Differenzierungsnot Ist es scheinheilig, zu kritisieren, dass eine Frau das Wort "Schlampe" eintätowiert hat – während man ohne Gewissensbisse mit einem virtuellen Auto Menschen überfährt?
Ausgabe 39/2013
Der Sexismus von „Grand Theft Auto 5“

Foto: Rockstar Games

Die Videospielserie Grand Theft Auto, deren jüngste Folge GTA 5 vergangene Woche erschien,ist bestimmt nicht frauenfreundlich. Weibliche Charaktere, mit denen man mitfiebern oder von denen man sich beeindrucken lassen könnte, gibt es nicht. Frauen sind bei GTA dazu da, einem auf die Nerven zu gehen oder damit man sie – gegen ein Abendessen oder Geld – ins Bett kriegt. Wenn man dann bedenkt, dass man einmal eine Prostituierte aufsuchen und sie dann umbringen konnte, um sein Geld zurückzukriegen, nehmen die entsetzen Reaktionen sich nicht verwunderlich aus.

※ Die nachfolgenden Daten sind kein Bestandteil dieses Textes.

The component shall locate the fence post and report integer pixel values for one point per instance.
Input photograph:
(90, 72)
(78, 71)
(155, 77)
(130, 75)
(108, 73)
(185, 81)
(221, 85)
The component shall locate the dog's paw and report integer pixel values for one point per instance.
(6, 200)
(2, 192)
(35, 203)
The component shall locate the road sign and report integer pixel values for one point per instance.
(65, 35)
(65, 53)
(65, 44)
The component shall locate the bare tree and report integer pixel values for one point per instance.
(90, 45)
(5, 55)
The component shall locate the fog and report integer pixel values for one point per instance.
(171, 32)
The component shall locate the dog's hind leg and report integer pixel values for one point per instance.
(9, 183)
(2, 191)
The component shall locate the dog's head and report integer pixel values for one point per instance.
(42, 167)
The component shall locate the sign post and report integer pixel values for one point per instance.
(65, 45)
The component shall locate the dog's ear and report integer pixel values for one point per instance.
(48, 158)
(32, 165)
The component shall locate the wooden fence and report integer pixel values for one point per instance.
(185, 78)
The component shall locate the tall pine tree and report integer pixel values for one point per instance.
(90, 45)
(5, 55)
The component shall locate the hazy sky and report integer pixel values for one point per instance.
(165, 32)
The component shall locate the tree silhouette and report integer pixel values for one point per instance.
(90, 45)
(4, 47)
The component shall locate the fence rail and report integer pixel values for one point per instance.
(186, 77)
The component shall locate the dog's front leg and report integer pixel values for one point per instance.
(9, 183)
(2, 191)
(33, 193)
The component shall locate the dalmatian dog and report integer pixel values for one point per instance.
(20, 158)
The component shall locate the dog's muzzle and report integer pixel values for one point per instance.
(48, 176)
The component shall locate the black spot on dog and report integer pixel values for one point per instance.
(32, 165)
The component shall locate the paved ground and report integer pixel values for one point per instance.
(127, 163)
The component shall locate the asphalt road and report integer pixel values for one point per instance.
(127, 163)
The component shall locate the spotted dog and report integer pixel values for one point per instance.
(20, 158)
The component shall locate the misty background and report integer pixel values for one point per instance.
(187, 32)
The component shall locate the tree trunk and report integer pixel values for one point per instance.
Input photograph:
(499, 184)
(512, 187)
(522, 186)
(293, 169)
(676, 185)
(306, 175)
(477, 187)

Mich langweilt das. Beim Spielen von GTA 5 fühlte ich mich wie beim Lesen eines Romans von Martin Amis. Ich bewundere die kalte Brillanz, die Kunstfertigkeit, die Vorstellungswelt – lieben aber werde ich diese Welt nie. Computerspiele unterscheidet von Büchern oder Filmen, dass die zweifelhafte Sexualpolitik und exzessive Gewalt eines einzigen Exemplars als Knüppel benutzt wird, mit dem auf alle eingeschlagen wird. Dabei erzielte GTA 5 bereits am ersten Verkaufstag erstaunliche 590 Millionen Euro Umsatz, ist also alles, bloß kein Nischenprodukt.

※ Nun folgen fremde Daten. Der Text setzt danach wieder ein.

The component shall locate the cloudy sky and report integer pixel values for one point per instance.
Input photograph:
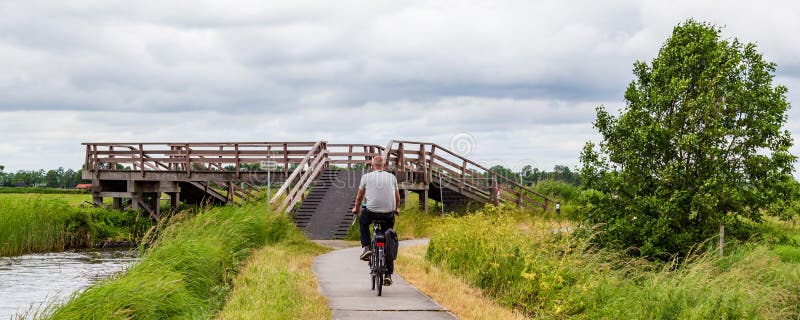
(519, 79)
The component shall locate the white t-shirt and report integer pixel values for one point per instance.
(381, 188)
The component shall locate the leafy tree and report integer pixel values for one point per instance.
(699, 144)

Angesichts von Spott und moralischer Panik sind die Gamer hyperempfindlich gegenüber Kritik. Deshalb ist es so schwierig auszusprechen, dass das Medium zwar spannend, aufregend und innovativ ist, es sich bei einzelnen Titeln aber oft um Reproduktionen von Widerwärtigkeiten und Vorurteilen handelt.

So hat der Romancier und Kritiker Tom Bissell den jüdischen Anwalt des Protagonisten der GTA-Version Sin City als „antisemitische Parodie einer antisemitischen Parodie“ beschrieben. In der neuen Version hat die Tochter eines der Hauptdarsteller das Wort „Schlampe“ eintätowiert. Ist es scheinheilig, so etwas zu kritisieren und kein schlechtes Gewissen zu haben, mit dem virtuellen Auto Menschen zu überfahren?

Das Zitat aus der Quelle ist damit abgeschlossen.